Sur le rayonnage en face de moi, un numéro 1 du manga Hatsukoi Limited en édition collector. On parle ici d’un quelque chose de tout simple : le manga de base coincé dans un joli fourreau en carton avec, à l’intérieur, la promesse d’un marque page et de cartes postales. Le tout sous cellophane, pour éviter le vol et attiser l’envie.
SI C’EST COLLECTOR C’EST QUE C’EST BIEN !
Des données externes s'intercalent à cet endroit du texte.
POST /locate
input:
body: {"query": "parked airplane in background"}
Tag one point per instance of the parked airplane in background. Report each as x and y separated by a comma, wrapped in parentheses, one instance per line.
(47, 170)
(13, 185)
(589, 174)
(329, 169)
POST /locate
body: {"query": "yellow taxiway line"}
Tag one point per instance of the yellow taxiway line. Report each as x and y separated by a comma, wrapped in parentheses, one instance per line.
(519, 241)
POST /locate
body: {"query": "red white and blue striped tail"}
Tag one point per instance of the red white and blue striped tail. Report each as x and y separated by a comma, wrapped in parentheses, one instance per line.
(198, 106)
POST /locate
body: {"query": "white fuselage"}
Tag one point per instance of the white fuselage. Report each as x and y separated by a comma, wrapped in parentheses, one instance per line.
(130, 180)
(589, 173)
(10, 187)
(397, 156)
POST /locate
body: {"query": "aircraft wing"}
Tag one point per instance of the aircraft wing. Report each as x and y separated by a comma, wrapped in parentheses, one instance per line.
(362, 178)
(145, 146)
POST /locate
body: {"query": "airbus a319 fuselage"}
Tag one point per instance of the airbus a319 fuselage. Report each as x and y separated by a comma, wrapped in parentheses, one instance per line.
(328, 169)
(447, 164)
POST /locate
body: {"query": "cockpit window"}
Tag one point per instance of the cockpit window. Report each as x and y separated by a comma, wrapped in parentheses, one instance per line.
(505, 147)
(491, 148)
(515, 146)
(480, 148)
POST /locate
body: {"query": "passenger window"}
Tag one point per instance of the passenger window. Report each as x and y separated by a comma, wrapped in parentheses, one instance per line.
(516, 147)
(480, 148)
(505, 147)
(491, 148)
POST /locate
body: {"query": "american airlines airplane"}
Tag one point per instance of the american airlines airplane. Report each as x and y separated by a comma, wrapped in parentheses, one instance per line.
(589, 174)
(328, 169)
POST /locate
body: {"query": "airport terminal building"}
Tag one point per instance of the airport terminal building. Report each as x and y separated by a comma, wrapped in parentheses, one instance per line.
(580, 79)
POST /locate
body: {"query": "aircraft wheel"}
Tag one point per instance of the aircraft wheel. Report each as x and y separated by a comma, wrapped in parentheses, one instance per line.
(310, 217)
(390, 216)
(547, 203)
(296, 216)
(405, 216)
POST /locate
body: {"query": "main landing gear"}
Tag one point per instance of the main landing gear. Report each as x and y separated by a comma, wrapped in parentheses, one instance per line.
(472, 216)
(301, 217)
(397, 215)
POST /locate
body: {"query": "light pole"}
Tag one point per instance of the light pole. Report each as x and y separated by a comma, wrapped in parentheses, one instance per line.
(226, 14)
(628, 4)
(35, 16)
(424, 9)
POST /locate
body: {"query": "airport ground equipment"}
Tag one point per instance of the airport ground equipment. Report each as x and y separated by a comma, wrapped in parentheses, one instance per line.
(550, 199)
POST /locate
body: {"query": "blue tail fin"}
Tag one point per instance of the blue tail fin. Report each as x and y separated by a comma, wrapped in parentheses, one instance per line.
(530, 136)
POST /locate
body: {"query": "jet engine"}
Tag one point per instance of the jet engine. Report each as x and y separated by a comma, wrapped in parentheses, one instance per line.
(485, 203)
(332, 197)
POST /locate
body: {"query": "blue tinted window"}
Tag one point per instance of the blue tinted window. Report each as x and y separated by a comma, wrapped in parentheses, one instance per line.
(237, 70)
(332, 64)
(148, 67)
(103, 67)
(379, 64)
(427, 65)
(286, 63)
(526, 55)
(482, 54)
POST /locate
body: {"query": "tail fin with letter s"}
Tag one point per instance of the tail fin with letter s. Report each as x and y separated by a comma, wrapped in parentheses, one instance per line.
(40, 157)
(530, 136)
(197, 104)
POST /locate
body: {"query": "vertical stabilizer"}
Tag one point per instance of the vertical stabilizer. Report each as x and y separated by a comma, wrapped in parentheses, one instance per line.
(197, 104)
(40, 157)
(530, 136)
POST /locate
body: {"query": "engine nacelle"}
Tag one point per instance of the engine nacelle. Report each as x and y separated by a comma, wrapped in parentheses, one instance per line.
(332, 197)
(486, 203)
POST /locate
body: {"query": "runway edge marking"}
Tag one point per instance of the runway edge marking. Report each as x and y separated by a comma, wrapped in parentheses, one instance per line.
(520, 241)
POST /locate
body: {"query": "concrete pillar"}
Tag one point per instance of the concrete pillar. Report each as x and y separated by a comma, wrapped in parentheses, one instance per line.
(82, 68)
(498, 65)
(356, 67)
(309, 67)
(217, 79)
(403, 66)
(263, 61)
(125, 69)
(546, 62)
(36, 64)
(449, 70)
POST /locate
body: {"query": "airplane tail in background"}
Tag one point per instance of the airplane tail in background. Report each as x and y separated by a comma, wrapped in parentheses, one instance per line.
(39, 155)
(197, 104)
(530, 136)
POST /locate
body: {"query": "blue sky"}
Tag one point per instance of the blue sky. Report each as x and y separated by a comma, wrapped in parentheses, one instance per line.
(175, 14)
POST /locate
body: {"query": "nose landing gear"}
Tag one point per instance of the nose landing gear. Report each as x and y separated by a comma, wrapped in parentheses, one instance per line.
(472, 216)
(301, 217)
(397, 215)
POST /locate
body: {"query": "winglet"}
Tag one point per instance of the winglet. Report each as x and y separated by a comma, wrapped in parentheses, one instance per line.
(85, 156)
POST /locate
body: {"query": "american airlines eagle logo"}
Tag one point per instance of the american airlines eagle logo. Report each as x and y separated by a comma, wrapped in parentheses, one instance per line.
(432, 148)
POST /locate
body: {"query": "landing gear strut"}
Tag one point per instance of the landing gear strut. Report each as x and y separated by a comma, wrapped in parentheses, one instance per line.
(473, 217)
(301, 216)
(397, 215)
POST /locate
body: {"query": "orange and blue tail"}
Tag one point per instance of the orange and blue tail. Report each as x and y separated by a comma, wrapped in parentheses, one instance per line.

Non mais, parce que, si l’éditeur a décidé de faire un effort de conception et de production sur un titre, c’est pour le mettre en avant. S’il le met en avant, c’est qu’il doit être mieux que la moyenne. Après tout, le collector sert à maximiser les ventes du populaire. On se permet de proposer un produit plus cher que si on sait que le consommateur sera prêt à l’acheter.
A MOINS QUE !
Sauf si l’éditeur sait que son titre est faible. Dans ce cas il peut décider de mettre le paquet sur le premier numéro, pour attirer le chaland. La preuve, c’est que je suis en train de me poser des questions, je suis en train de me demander si je dépense huit euros de plus que prévu pour un manga dont je ne sais rien. A part qu’il est en édition collector. La version enrichie, c’est augmenter la proposition de valeur, me faire croire qu’un objet est meilleur, alors qu’au fond, je n’en sais rien.

J’ai sorti mon téléphone et, toujours planté au milieu du rayon mangas, j’ai googlé Katsukoi Limited. Wikipédia m’apprend que c’est une mini série en 4 volumes sortie en 2007, par l’auteur du connu Ichigo 100%. J’ai pas aimé Ichigo 100%. Ca ne m’aide pas. Je retourne sur Google et je cherche une critique. Sur Manga Sanctuary je lis que c’est un manga chorale d’histoires d’amour dans un lycée. Le webzine conclut que c’est pas mal sans plus. Je rengaine mon téléphone. Je doute.
Au final je suis allé en caisse avec Need For Speed : The Run, Bakuman 8, God Only Knows 5 et Hatsukoi Limited 1. Parce que je suis faible, et curieux. Mais faible, principalement. Dans le metro du retour jusque chez moi, je constatais que les cartes postales étaient imprimées uniquement côté dessin, et vierges à l’arrière. Le manga normal est encastré avec élégance dans le fourreau, c’est joli. Je réalise que si les livres normaux sortaient en édition collector, je lirais moins de numérique. Parce que c’est mon propre profil de consommateur, mi pie voleuse attiré par ce qui brille, mi pigeon qui prend n’importe quoi.
Et au fond, ce n’est pas très grave.

Le manga ? Oh, je ne l’ai pas encore terminé, donc je ne peux pas trop vous dire. Mais il est joli.